Albert, still sitting on the ground, his tear stained face pock marked with guilt and sorrow, watched his daughter and wife, move up the path toward Merry’s croft.  Pleasure at this reunion pushed to find purchase in his heart, but the anguish and guilt of how his desires for his daughters future had over ridden her need for a mother, kept the full impact of joy at a distance.                Wiping at his tears he stood and gathering the reins of the two horses he walked slowly and miserably to the small barn he had built for Merry.

 

Stella and Merry spent the better part of the afternoon crying together, learning of each other and establishing an intimate closeness that only women can find in the company of each other.  It was an intimacy of finding love, not fault, eschewing fear and loving each other in spite of their misfortune of distance. Merry examined Stella’s hands, so like her own, and was happy to see they were hands that worked, hands that created, hands that did not shirk.  She combed and brushed Stella’s hair, a ritual she had missed, taking measure of the texture of her daughter’s hair, smelling the lilac’s in it.  She looked in her daughter’s eyes, so like Albert’s and she felt a rush of love and joy that only mother’s feel when reunited with their lost children. She quizzed Stella on the rites and milestones of her life – the loss of her baby teeth, her illnesses, the moment her womanly courses began.

Stella, for her part, wanted to know everything about her mother, her lineage, her thoughts, her heartaches, her love affair with Albert.  She wanted to know what she ate, how she cooked, where she had learned her healing craft.  Who had she healed.

“Do you know the herbs, daughter?  Can you make simples?” Merry smiled at Stella, her question hopeful.  Stella furrowed her brow knowing that she was about to disappoint her mother.

“Herbs?  Well, I can make pesto.” She replied weakly.  Her mother looked at her puzzled.  ‘And what does pesto cure, my dear?”

“A hankering for Italian.”

Merry, sitting at the wooden slab table on a bench across from Stella, looked at her, lips pursed and said, “Italian?”

“I am not a healer, mother.  My gift is my art.  It brought me here.  It’s connected us my whole life – even though I didn’t know it – my art is my gift.”

Merry smiled and was of a sudden excited.  “Oh, daughter, yes!  I have something to show ye!”  She turned and went to a corner of the croft, opening up a large flat trunk.  She pulled a large stack of papers from it and laid them on the table in front of Stella.
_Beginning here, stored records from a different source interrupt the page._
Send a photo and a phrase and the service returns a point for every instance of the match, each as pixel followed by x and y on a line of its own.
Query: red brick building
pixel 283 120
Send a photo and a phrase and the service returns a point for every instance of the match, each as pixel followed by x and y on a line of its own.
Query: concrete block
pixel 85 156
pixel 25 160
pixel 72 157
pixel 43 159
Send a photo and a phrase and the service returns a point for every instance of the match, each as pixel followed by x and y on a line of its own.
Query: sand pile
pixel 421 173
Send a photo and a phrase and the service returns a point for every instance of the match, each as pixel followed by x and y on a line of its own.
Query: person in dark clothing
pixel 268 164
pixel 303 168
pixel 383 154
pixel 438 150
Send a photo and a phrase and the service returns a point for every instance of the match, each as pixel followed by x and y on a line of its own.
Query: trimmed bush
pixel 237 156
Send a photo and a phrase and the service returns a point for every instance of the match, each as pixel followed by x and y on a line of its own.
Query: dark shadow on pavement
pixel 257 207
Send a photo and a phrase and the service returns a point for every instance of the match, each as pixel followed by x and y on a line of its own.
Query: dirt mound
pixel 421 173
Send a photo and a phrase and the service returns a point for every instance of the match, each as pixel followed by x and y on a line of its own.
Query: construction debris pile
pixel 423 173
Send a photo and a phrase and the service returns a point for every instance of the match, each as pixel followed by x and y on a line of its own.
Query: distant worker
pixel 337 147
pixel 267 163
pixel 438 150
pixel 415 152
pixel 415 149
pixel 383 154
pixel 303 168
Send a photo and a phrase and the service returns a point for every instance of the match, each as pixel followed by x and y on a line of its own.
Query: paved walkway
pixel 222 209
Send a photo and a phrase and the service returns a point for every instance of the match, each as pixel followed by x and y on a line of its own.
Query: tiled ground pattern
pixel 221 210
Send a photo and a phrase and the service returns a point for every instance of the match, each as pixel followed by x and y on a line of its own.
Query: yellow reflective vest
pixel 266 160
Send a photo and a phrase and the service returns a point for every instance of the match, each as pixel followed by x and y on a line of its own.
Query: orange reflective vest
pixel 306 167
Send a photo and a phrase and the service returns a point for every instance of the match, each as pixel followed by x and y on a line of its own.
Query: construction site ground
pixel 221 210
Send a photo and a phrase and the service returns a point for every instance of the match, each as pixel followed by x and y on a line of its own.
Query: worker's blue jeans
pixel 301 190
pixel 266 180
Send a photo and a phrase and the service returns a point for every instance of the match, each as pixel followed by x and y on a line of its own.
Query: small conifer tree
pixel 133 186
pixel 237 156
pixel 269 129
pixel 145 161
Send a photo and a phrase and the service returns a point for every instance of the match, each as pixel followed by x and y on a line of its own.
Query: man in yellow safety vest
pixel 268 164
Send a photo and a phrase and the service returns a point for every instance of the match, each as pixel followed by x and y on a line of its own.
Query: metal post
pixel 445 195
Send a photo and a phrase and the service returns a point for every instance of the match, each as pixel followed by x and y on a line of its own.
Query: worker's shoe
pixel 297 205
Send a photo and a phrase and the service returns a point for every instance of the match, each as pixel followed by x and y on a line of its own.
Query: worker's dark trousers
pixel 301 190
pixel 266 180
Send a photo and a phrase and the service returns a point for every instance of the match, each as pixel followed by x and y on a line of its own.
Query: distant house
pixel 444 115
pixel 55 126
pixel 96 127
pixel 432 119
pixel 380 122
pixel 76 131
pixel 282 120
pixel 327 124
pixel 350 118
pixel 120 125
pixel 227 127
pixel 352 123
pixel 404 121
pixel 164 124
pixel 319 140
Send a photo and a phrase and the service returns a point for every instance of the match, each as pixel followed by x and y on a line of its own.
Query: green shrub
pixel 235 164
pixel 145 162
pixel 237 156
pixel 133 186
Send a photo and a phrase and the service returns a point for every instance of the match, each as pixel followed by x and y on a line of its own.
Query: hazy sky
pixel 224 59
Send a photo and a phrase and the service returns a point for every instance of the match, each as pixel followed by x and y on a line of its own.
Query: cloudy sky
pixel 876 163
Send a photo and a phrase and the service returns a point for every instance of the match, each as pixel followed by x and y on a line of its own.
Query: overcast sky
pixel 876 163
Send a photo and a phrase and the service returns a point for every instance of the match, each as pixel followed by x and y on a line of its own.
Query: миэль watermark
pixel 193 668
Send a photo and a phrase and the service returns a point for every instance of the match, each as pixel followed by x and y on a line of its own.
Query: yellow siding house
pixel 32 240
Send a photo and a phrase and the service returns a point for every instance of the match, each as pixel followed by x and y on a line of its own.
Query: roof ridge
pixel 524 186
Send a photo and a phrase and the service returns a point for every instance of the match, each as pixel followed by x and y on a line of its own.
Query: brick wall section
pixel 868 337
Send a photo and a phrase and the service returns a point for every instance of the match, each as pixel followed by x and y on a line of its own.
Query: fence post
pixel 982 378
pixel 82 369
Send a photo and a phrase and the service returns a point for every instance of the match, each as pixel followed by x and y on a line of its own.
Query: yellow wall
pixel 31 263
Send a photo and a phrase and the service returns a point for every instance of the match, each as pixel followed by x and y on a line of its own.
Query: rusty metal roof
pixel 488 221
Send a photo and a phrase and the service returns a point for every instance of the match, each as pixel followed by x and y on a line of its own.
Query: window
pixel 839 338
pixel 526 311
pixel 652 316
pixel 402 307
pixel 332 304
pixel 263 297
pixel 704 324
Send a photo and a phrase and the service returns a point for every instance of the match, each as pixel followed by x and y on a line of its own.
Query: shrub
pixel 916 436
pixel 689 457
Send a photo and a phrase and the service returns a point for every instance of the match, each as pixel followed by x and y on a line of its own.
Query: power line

“Look, my sweet.  Yer father brought them to me in his travels.  Ye were ne’er far from me, Stella.”   Stella touched the paper and was surprised to see her drawings.  Merry had accumulated a good many of them, some from her childhood, others more recent.  Stella wasn’t surprised.  She left drawings all over her studio and house and it would have been easy for her father to pick them up and take them.  She understood now where some of her best work had disappeared to.  She thought she had thrown them out or misplaced them, but here they were in her mother’s possession.  Stella smiled as she leafed through the pictures, wishing she had known – but that was an issue to take up with her father and right now she was not going to think of him.  She was only going to think of her mother.

“Mama, why didn’t you come to be with me?” Stella did not want to lose this special closeness that was developing, but so many years of yearning cried out for an answer.  Merry’s eyes teared up again and there was such a look of sorrow on her face that Stella almost regretted the question.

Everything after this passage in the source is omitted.